I have just studied a new skill, and I feel that my level has risen to a level. Is the problem of cross-page item fetching. I've never understood it before. The code is as follows!
The item declares as follows:
Import scrapy class Quotesitem (scrapy. Item): = scrapy. Field () = scrapy. Field () = scrapy. Field () = scrapy. Field () = scrapy. Field () = scrapy. Field () = scrapy. Field ()
spider.py as follows
Importscrapy fromQuotes_2.itemsImportQuotesitemclassQuotesspider (scrapy. Spider): Name='Quotes_2_6'Start_urls= [ 'http://quotes.toscrape.com',] allowed_domains= [ 'toscrape.com', ] defParse (self,response): forQuoteinchRESPONSE.CSS ('Div.quote'): Item=Quotesitem () item['Quote'] = Quote.css ('Span.text::text'). Extract_first () item['author'] = Quote.css ('Small.author::text'). Extract_first () item['Tags'] = Quote.css ('div.tags A.tag::text'). Extract () Author_page= Response.css ('small.author+a::attr (HREF)'). Extract_first () item['Author_full_url'] =Response.urljoin (author_page)yieldScrapy. Request (url=item['Authro_full_url'], meta={'Item': item},callback=self.parse_author,dont_filter=True) Next_page= Response.css ('li.next a::attr ("href")'). Extract_first ()ifNext_page is notNone:next_full_url=Response.urljoin (next_page)yieldScrapy. Request (Next_full_url, callback=self.parse)defParse_author (self,response): Item= response.meta['Item'] item['author_born_date'] = Response.css ('. Author-born-date::text'). Extract_first () item['author_born_location'] = Response.css ('. Author-born-location::text'). Extract_first () item['author_description'] = Response.css ('. Author-born-location::text'). Extract_first ()yieldItem
"" Through the meta parameter, assign the item dictionary to the ' item ' key in Meta (remember that meta itself is also a dictionary).

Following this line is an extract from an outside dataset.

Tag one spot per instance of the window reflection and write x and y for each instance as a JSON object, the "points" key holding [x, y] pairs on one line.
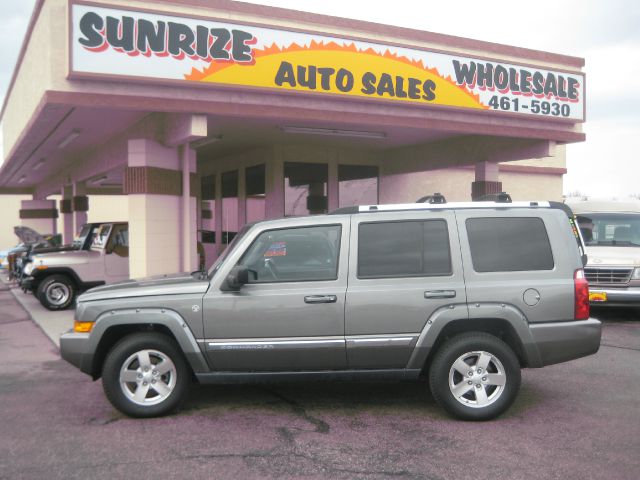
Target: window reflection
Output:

Scrapy.request request URL into a "Request object", this meta dictionary (contains key value ' key ', ' key ' value is also a dictionary, that is, item)
is sent to the Parse2 () function "" in the Request object.
item = response.meta[' item '] # "" " This response already contains the meta-dictionary, which assigns this dictionary to item,
dont_filter= True to turn off again.
It's been almost one months. Python has made little headway. Now study the Scrapy project.